The lecture started off on a serious note, as Lesch emphasised the drastic and continuing turmoil within the country. Lesch was very involved with both the citizen opposition and the Syrian government, describing how he had friends on both sides who lost their lives. After events in Syria escalated to extreme violence, Lesch was no longer allowed to visit al-Assad, so Lesch and his team began a project to interview the opposition soldiers, an issue he felt people were ignoring.

“We were there for three or four days because we only planned to talk to four [opposition fighters]. … It was one of the most exhausting experiences of my life,” Lesch said. “They would call up their buddies and say, ‘Hey, these guys are serious, they’re actually listening to us.’ Because the European and U.S. governments are not listening to the actual fighters.”

Lesch went on to describe how desperate these soldiers had become. Though the soldiers expected the government to fall when they first rose up and anticipated Western aid, neither occurred. Instead, they found a bloody, drawn-out war.

“One guy, symbolic of the change in Syria on a personal level, was a pediatrician before the war,” Lesch said. “I asked this man, ‘What’s going to happen to the 10 percent Alawites if you win the war?’ His message was he didn’t care what religion they are; they were the enemy and we was going to kill them. He went from saving lives to killing someone.”

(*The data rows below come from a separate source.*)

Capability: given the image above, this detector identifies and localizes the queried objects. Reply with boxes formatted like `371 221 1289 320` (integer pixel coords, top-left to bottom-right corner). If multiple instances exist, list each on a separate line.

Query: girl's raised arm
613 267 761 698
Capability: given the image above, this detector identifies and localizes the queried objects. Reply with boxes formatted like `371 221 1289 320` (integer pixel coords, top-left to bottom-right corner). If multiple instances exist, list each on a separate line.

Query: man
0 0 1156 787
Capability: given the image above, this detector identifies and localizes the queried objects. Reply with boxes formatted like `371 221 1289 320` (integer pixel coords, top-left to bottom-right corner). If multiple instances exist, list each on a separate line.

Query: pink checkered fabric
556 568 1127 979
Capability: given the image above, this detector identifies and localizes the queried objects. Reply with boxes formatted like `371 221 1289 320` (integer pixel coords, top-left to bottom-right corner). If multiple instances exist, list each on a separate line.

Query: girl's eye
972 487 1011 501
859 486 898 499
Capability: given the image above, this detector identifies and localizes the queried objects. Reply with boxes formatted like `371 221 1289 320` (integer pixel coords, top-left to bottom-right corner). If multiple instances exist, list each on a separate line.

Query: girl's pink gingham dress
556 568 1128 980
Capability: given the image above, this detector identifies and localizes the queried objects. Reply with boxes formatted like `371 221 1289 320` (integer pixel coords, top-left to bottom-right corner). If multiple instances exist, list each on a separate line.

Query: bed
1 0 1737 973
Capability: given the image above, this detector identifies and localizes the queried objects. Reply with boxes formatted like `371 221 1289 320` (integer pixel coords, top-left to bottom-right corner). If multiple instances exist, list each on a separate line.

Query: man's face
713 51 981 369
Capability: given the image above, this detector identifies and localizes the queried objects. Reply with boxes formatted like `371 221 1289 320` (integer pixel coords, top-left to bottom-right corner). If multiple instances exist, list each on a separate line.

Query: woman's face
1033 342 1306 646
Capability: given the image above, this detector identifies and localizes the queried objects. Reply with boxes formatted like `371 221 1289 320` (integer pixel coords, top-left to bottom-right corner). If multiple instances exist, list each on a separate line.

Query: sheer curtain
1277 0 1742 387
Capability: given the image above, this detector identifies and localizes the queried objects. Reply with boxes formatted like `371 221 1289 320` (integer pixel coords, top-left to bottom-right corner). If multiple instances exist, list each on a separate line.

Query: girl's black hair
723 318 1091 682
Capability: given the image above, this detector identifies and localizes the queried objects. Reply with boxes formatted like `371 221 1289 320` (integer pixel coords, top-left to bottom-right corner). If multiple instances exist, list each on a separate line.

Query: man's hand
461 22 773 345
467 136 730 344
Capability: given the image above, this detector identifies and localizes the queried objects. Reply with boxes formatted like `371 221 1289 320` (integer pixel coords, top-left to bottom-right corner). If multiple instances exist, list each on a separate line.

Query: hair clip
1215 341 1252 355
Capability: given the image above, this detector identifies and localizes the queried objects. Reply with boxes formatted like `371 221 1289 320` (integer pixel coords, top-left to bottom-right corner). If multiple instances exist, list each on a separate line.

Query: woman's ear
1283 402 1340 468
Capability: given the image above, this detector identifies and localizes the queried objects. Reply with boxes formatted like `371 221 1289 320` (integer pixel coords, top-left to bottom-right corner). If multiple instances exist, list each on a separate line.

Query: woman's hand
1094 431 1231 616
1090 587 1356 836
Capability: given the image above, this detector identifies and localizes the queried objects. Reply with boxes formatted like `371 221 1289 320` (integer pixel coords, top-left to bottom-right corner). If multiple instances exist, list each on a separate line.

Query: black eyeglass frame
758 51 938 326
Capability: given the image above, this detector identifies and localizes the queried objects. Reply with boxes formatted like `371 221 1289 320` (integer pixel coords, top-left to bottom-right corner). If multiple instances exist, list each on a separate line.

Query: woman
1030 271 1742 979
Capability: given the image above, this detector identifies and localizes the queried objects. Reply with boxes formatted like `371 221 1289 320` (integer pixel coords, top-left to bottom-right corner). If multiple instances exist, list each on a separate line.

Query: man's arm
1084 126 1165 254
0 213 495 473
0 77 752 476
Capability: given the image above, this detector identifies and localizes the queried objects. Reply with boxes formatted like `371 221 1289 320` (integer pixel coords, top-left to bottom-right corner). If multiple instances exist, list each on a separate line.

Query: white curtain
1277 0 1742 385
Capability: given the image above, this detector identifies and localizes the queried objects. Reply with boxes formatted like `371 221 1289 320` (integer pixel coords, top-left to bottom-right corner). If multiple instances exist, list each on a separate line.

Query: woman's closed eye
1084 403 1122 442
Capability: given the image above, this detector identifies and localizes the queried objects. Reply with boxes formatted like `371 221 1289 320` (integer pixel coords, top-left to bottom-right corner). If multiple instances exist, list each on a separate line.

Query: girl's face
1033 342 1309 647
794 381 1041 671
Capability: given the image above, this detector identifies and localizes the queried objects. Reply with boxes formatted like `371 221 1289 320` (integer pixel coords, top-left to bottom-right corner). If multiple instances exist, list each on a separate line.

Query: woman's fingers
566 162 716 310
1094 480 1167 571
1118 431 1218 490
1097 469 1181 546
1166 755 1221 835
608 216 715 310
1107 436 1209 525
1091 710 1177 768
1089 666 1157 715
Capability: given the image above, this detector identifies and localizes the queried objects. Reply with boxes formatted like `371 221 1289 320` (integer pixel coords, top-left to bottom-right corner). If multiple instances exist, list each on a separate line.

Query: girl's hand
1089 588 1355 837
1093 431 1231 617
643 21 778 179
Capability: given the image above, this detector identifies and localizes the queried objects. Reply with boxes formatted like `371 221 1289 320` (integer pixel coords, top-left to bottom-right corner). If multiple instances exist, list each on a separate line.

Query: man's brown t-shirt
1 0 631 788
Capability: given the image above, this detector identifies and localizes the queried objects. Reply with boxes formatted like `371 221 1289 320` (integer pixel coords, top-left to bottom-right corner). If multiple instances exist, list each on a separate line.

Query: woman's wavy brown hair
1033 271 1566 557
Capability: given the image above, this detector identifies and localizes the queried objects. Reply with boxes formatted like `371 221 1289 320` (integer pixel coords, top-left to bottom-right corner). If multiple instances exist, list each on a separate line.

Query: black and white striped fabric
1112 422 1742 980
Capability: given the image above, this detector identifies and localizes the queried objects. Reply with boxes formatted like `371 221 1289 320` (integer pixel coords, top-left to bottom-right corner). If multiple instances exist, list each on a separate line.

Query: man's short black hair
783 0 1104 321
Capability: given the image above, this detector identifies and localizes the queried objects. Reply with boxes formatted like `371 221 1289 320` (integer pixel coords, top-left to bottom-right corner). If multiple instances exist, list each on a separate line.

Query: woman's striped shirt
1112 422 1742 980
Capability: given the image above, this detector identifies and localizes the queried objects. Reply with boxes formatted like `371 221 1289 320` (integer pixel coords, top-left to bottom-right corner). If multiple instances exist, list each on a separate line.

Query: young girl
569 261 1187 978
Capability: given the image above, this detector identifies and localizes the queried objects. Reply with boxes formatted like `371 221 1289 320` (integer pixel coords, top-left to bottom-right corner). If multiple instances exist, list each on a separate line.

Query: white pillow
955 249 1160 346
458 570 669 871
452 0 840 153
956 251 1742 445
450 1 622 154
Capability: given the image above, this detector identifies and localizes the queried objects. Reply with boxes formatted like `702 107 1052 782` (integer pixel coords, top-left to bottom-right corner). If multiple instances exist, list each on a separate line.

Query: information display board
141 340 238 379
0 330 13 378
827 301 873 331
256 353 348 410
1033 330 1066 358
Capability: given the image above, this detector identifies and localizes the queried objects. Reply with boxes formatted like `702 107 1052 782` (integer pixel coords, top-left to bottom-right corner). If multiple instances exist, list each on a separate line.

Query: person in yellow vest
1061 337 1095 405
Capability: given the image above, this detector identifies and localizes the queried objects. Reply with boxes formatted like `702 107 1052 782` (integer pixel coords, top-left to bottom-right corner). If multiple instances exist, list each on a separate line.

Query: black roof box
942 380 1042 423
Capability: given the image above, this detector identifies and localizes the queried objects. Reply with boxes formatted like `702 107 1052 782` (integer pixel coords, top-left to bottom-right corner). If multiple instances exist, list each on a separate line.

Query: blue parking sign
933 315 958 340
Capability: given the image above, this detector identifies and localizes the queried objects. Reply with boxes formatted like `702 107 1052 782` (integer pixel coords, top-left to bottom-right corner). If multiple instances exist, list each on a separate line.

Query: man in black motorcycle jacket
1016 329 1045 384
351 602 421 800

Lesch described how the conflict developed due to many miscalculations, focusing on how all of the soldiers wouldn’t have started this war if they had known the toll it took, and all they needed to stop was any form of concession from al-Assad.

Lesch believes al-Assad was the hope of the West in the Middle East, but Lesch saw how power and the Syrian Old Guard corrupted al-Assad, turning him into just another dictator.

Lesch closed by repeating what a communist opposition soldier told him when he asked him why he was fighting: “I have found my voice.” These profound words impacted Lesch, who believes that the pain and horror of the Syrian war could start to end if only al-Assad could hear that voice, too.